I shall simply, therefore, deal with Napoleon’s cavalry, its numbers and organization, and then endeavour to explain his habitual methods of dealing with it. Examples of the actual management of regiments and brigades belong to the study of tactics. They may be followed by those who are anxious to work out details in the colossal works which the French War Office compiled in the first decade of the XXth century, such as the five volumes of Colin’s Campaign of Austerlitz or the four volumes of Saski’s Campaign of 1809, or Balagny’s Napoleon en Espagne. Here there is detail and original documents sufficient to satisfy the most earnest and omnivorous inquirer.
The mounted troops which Napoleon, when he had carried out his coup d’état of Brumaire and made himself First Consul, took over from the Directory consisted of 84 regiments, 25 of heavy cavalry (of which only one was furnished with the cuirass), 25 regiments of chasseurs, 10 of hussars, 20 of dragoons. The heavy cavalry were three-squadron regiments theoretically composed of 531 men; the rest four-squadron regiments with a nominal effective of 942. In actual practice it was seldom found that a heavy regiment had more than 350–400 men in line, or a light cavalry regiment over 600.
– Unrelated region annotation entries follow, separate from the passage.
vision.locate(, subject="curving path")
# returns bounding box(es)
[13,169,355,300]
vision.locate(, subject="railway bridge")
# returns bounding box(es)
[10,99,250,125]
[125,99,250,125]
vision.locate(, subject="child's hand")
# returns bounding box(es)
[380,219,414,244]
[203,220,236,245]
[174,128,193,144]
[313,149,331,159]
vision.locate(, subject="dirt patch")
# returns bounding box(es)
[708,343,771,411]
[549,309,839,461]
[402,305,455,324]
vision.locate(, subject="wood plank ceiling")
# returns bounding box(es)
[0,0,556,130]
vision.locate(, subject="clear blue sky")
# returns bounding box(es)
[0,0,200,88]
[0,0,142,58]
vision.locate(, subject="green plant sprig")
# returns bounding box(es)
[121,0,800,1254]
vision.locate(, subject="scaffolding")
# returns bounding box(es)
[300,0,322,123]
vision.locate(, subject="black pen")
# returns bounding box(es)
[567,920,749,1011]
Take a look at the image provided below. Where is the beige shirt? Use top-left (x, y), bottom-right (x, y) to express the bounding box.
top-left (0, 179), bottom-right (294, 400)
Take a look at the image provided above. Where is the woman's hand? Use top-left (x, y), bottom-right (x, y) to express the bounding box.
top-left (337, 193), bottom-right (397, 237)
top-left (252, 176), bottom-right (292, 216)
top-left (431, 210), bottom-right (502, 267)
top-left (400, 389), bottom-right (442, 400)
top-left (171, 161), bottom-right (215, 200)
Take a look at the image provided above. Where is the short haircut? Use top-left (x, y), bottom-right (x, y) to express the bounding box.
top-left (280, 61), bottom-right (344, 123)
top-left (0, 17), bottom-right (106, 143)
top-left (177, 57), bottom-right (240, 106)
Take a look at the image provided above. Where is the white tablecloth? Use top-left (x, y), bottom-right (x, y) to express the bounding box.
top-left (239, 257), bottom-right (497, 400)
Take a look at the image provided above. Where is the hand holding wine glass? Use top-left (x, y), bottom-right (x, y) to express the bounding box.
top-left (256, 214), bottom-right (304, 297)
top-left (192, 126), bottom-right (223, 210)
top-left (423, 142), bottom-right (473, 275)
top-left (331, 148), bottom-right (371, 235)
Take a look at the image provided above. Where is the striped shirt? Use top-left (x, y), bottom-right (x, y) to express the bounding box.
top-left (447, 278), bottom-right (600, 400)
Napoleon had, of course, no time to reorganize the mounted arm before the campaigns of Marenzo and Hohenlinden. But in the long Continental peace which followed the treaty of Lunéville in 1801, and which did not end till the war with Austria and Russia in 1805, the Austerlitz campaign, he had ample time to make all the changes that he pleased. There was nothing to hinder him in the fact that during the greater part of the period 1801–5 he was engaged in a maritime war with England. His land forces were not concerned in it, except the army of Egypt, which was captured wholesale in 1801 by Abercromby’s expedition.